Got it, thank you and the last question is on the mesothelin program. Pretty interesting that you guys are administering intrapleurally or the therapy is being administered intrapleurally, and you're seeing such a nice efficacy. And I'm wondering if that route of administration, if there's understanding, if that's making a big difference with having the cells trapped in that area and if you could comment on that.

Eventually, the answer to this has to be we don't know, right, because nobody has ever studied the intrapleural versus IV, so that you could really come to a comparison. But obviously, we have these very positive data with the intrapleural administration, with the additional checkpoint inhibition and with the specific product that they use with specific wide [ph] of the specific and scFv. So we will follow up on this, and all this will go into how we design our development program for the second generation product.

Got it, do you have a sense of whether you're getting better-than-expected persistence based on intrapleural delivery, I guess?

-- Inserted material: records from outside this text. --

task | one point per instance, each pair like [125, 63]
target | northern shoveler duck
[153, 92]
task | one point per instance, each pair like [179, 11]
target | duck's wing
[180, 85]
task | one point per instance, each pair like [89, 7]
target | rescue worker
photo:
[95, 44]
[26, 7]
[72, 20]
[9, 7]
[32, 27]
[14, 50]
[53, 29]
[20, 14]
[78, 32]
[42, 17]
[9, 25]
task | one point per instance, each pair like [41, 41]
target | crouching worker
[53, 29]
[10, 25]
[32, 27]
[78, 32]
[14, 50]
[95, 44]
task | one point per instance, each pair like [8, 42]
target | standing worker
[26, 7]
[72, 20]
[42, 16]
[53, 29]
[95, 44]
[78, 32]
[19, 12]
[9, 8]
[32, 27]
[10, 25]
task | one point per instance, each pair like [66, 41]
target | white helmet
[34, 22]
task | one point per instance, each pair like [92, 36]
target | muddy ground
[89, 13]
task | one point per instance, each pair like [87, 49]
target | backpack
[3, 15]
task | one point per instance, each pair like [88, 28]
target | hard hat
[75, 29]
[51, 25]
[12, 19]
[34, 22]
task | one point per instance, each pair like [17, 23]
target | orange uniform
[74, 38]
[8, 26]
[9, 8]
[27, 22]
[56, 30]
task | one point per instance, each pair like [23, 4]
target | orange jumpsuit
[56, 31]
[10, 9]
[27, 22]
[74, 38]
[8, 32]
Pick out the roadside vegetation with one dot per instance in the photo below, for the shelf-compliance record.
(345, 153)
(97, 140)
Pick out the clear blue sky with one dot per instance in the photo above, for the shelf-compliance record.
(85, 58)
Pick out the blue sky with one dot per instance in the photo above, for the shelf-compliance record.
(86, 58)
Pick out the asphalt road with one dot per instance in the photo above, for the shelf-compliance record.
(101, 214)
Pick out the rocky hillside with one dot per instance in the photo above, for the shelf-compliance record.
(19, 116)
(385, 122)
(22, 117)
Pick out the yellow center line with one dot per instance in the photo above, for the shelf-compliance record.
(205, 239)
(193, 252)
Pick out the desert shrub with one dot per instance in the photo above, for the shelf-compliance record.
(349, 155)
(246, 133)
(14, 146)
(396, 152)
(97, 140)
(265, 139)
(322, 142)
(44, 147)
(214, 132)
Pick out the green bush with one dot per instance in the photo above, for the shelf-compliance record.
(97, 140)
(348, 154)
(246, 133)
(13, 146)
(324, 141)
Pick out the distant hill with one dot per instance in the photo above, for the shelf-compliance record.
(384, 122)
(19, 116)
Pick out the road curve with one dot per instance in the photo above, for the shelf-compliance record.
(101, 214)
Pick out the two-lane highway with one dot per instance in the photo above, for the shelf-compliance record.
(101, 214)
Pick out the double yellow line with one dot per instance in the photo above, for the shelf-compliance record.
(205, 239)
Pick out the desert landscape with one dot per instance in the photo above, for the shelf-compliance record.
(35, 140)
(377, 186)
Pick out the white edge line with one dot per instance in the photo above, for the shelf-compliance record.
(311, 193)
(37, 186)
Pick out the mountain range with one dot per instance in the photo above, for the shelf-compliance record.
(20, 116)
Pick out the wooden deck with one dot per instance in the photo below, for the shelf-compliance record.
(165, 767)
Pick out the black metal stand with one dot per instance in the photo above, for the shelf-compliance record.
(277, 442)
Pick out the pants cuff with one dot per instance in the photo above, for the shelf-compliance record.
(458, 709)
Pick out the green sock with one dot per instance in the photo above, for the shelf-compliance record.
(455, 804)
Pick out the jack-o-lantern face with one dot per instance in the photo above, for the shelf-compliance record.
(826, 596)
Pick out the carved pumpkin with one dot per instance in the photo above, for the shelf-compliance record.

Yeah. Some of the facilities data were already at the AACR, right, and presumably [ph], the investigator, was demonstrating that he does see mesothelin-targeting CAR T cells in the circulation for an extended period of time. So he was, at that point in time, interpreting that as better than expected facilities. We'll potentially see updates with that at ASCO as well.

Great, thank you very much.

This concludes our question-and-answer session. And I will now turn the call back over to Dr. Isaac Ciechanover for closing remarks.

Thank you. I want to thank everyone for taking the time to join us on the call today. I also wish to acknowledge the many extraordinary contributions by Atara employees that enabled us to reach this point. I have the utmost confidence in our team to achieve many important milestones ahead. And when a new CEO is named, he or she will be in a great position to further realize Atara's mission to transform the lives of patients with serious diseases. Thank you all.

This concludes today's conference call. You may now all disconnect.